Transfer effects of learning a spatial-frequency and a bar-width discrimination task on the performance in three other discrimination tasks (relative bar position, local width, and global-size discrimination) have been investigated. In the spatial-frequency discrimination learning task, subjects were trained with grating stimuli which varied in spatial frequency, relative bar position, and grating patch size, but only spatial frequency was relevant for discrimination. The bar-width discrimination learners had to judge the width of single grating bars appearing at random positions distributed around a display center. During the course of 10 consecutive days, all subjects showed a significant reduction of discrimination thresholds. Regarding learning transfer, we find that practicing the spatial-frequency discrimination task yields quite strong improvement of bar-width discrimination and, vice versa, learning bar-width discrimination also leads to strong improvement of spatial-frequency discrimination performance, indicating involvement of coding pathways which are shared by both tasks. On the other hand, there is no performance improvement when subjects do different tasks (grating patch size and relative bar position discrimination) with the same stimulus material as the learning stimuli.
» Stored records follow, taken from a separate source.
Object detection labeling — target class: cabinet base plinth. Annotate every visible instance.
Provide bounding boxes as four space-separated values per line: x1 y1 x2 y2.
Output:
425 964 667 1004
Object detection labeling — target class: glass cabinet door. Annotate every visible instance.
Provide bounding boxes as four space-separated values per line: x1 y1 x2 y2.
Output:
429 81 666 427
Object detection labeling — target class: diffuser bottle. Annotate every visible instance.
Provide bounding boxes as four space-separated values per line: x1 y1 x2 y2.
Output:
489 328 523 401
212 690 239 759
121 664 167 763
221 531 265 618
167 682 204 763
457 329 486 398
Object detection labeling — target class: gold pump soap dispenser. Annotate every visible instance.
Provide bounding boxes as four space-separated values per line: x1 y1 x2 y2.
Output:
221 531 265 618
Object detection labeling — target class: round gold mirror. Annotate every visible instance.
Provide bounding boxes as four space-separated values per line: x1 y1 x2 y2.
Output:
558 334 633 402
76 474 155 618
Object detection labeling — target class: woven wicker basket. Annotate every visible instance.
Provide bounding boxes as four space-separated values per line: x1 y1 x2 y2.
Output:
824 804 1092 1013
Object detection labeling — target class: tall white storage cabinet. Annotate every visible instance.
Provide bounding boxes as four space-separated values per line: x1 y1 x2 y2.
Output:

The finding of task-driven selective learning for only one local stimulus attribute among other local and global attributes shows that feature-based attentional preselection of basic stimulus attributes is involved in learning. Moreover, differential learning effects for two different local stimulus features indicate that, governed by top-down control, different neural pathways starting from the same low-level code base may be formed in the course of discrimination training.